Analysis of TSR rainfall data underpins the product testing methodology used in Germany (the DiBT Standard) which is driving the development of effective stormwater treatment products. The procedure requires the use a range of flow test regimes to demonstrate the capabilities of these proprietary products. As with Interception, the analysis is founded on the approach that it is best to manage the very frequent storms thereby addressing the issue practically rather than designing for the extreme events just to address flooding. It is noteworthy that there is no agreed and objectively defined approach for design storms for water quality in spite of all the SuDS guidance over the last decade. Figure 2 shows the basis of the analysis of flow rates developed from rainfall data from Bavaria, Germany.
Figure 2 Example cumulative times series runoff. Based on Schmidt T. G. et al 2010
The red intersections on the graph indicate the arbitrary selection of cumulative percentage boundaries: so 1/3 of all storms create runoff of 4 l/s/ha, and 2/3 of all storms can be described as creating 10 l/s/ha runoff or less – this data indicates that significantly larger rainfall events are experienced in Bavaria. An analysis of UK data would be expected to result in a different flow profile distribution emphasising the need for relevant location specific information to be applied. .

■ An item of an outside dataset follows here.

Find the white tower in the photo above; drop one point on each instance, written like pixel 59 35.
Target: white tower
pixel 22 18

The black intersections indicate the selected test flow regimes and relate to the percentile mid points between the boundaries as described. Such an approach allows appropriate weighting to be given to the flow rate. In the case of the DiBT standard the 17th, 50th and 85th percentile storms are weighted equally by total volume rather than by duration – with the lower flow rates running for a proportionately longer time as shown in Table 1. Tests 1-3 are undertaken with substances added to the influent in order to represent typical pollutants found in urban runoff. Test 4 seeks to measure remobilisation under extreme hydraulic load.
Flow test | Intensity | Duration | Water volume |
l/s/ha | Min | l/m2 | |
1 | 2.5 | 480 | 7.2 |
2 | 6 | 200 | 7.2 |
3 | 25 | 48 | 7.2 |
4 | 100 | 15 | 9 |
Table 1. Test flow regime for proprietary products based on DiBT Rainwater treatment plant 2011
What results is an approach to testing that is realistically premised on relevant hydrological conditions. Equally compelling is the extent to which such an approach might further inform SuDS design holistically from a quality perspective. BS 8582 – the 2013 Code of Practice for Surface Water management for Development sites supports the concept but rather side-steps the issue by stating that treatment components are required for all frequent events – up to the 1:1 year return period. Use of TSR or the use of key flow rates based on its analysis can underpin robust approaches in determining what those events imply volumetrically, consequently informing design theory and practitioners alike.
The acceptance of the relevance of TSR will lead to the development of SuDS tools to facilitate the design of drainage systems for providing effective treatment. This should lead to the integration of traditional SuDS components with proprietary products providing a wide portfolio of methods for drainage designs for all circumstances.
The intention of this article is to stimulate discussion of the topic in context of the imminent National Standards and forthcoming revision of the CIRIA SuDS manual.